Strano, proprio nel tempo dell’immobilità e della chiusura, nasce la voglia di camminare insieme, di allargare lo spazio, di aprire la porta dell’intimità forzata e di costruire un luogo nuovo, comune, dove abitare. Sì, esattamente l’abitare, nel senso antropologico del termine, che significa concentrarsi sui modi in cui gli uomini abitano il mondo e che rivela le maniere con cui danno forma alle loro comunità e alla loro umanità, anche quella più intima.

La casa dunque, da sempre tema centrale nei racconti di scrittori e antropologi, con il suo valore simbolico e la sua sacralità, è stato il tema scelto su cui posare lo sguardo e da cui iniziare il racconto, attraverso la scrittura, capace di mettere in discussione e di attivare processi di decostruzione della realtà.

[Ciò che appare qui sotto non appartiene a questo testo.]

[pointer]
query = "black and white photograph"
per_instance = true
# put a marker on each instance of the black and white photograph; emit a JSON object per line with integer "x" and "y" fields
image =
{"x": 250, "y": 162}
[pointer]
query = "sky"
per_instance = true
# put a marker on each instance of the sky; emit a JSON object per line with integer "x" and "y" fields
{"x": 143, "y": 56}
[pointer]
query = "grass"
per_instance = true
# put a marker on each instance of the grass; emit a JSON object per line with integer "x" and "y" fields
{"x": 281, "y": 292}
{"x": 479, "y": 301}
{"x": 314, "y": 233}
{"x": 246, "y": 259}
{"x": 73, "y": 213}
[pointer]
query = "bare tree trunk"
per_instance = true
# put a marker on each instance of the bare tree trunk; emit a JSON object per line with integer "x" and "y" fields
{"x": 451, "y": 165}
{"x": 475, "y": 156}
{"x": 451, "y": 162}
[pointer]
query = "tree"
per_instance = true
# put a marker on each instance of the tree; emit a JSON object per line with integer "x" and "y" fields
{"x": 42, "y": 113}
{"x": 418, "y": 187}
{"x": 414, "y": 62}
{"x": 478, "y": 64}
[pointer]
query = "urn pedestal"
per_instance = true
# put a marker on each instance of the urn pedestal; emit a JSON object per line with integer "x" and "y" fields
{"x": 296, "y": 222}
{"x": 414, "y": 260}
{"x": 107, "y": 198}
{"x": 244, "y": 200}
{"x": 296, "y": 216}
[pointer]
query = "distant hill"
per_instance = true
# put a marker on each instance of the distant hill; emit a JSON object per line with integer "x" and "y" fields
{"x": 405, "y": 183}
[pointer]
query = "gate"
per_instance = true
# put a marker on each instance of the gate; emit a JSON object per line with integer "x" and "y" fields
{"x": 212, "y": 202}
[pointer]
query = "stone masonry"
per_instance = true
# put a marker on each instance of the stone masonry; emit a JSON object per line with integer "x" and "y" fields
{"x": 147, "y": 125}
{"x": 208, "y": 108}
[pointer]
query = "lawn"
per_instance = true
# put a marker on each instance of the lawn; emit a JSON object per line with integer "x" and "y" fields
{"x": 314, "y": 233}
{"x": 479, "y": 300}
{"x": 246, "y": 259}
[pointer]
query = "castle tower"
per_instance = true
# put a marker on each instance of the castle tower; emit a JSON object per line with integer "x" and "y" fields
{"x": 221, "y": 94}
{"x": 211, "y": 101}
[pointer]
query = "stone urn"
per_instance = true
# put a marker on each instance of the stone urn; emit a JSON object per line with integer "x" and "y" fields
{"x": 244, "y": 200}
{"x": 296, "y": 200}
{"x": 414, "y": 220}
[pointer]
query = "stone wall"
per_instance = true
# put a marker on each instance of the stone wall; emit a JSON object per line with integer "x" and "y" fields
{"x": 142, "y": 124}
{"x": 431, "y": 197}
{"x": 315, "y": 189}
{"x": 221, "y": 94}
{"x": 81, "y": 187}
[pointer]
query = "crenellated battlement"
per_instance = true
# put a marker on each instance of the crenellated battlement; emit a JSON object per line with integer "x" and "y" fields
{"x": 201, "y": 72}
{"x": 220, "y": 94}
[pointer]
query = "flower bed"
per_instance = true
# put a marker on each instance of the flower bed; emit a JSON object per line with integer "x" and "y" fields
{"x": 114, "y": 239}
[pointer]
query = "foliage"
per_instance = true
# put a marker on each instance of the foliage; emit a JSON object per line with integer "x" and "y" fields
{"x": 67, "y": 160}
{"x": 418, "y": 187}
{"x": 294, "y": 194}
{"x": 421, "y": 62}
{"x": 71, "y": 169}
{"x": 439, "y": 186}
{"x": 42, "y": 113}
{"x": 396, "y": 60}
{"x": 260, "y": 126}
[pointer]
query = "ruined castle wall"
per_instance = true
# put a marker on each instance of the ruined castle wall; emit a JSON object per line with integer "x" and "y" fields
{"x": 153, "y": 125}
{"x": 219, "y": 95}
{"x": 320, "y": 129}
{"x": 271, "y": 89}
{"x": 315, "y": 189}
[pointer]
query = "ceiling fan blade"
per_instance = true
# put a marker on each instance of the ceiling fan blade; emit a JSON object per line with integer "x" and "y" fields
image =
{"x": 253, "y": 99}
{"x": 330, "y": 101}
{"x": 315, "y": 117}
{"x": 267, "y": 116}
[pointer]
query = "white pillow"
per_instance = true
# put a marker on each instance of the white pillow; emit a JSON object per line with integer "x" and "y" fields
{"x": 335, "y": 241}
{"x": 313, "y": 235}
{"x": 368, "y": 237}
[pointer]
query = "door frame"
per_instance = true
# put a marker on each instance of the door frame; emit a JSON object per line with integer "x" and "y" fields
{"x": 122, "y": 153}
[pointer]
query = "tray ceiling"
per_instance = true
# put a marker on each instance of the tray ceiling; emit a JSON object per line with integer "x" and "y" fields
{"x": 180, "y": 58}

Casa come luogo da cui si parte, luogo da dove inizia il viaggio, ma anche luogo dove perennemente si desidera ritornare, casa come intreccio di affetti che dà respiro o che respiro toglie.

Viaggiare negli spazi dell’abitare significa passare attraverso la casa emozionale, la casa olfattiva, quella interiore, attraversare la città, introdurci nei luoghi della scuola, valicare confini, costruirne di nuovi, trovare e tagliare radici, disegnare sentieri ancora inesplorati.